Quatre employés de la Commission ont allégué que quelqu’un au sein de la Commission avait modifié le rapport après approbation par l’équipe d’une version théoriquement définitive. Une de ces modifications portait sur la nomination des juges à la Cour suprême. Subhash Kashyap, président du comité de rédaction attaché à la Commission d’enquête sur la Constitution, et ancien secrétaire général de la Lok Sabha (Chambre du peuple ou Chambre basse du Parlement), est l’un des contestataires.

Sumitra Gandhi Kulkarni est une autre contestataire. Elle soutient que la Commission n’a engagé aucun dialogue public au cours de ses délibérations. Par exemple, la Commission n’a parrainé que 13 séminaires. Sur une population de plus d’un milliard d’âmes, on n’a compté que 67 personnes ayant répondu aux questionnaires de la Commission, et 670 représentations par des individus ou des organismes.

Questions non résolues

Le rapport de la Commission esquive par ailleurs la question litigieuse sur l’empêchement des personnes d’ascendance étrangère (en particulier, Sonia Gandhi du Congrès national indien, chef de l’opposition à la Chambre basse du Parlement de l’Union), d’accéder à des postes constitutionnels importants. Le rapport recommande que cette question soit réglée uniquement dans le cadre d’un dialogue à l’échelle nationale. Cette proposition a été critiquée par Vinod Kanth, avocat expérimenté du tribunal de première instance de Patna au Bihar. D’aucuns soupçonnent que le BJP préférerait en fait voir cette question se régler dans la rue, même si cela risque de déclencher un conflit d’une ampleur comparable à celle des manifestations de Gujarat.

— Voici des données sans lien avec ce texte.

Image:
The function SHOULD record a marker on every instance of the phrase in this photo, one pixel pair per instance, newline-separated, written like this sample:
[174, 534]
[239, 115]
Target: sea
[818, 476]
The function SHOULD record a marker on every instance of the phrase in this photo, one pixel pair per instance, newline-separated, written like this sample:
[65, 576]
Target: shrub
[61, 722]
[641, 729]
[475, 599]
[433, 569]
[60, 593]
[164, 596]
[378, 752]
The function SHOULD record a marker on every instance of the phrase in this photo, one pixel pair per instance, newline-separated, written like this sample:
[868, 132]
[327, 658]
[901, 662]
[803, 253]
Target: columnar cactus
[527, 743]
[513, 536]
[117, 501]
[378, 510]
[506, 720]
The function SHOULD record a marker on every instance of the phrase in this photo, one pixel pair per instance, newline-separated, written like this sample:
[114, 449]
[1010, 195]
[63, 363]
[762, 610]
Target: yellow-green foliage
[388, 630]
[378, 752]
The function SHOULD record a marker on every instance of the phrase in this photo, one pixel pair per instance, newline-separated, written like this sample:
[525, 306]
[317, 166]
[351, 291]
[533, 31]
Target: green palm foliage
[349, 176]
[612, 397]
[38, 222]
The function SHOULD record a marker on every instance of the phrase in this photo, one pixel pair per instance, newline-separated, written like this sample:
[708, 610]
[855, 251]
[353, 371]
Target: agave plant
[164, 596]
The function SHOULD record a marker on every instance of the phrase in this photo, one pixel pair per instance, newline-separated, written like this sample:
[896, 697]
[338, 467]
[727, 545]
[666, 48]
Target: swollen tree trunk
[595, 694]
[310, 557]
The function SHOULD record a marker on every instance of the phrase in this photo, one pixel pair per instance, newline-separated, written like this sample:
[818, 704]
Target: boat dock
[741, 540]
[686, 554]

Même ces modestes réformes constitutionnelles selon les critiques de la Commission risquent de ne jamais voir le jour. Dans tout le pays, le BJP continue de perdre les élections d’État, ce qui le place en position de faiblesse au Parlement. Aura-t-il la volonté ou l’influence politique nécessaire pour obtenir la majorité des deux tiers qu’exige l’amendement de la Constitution?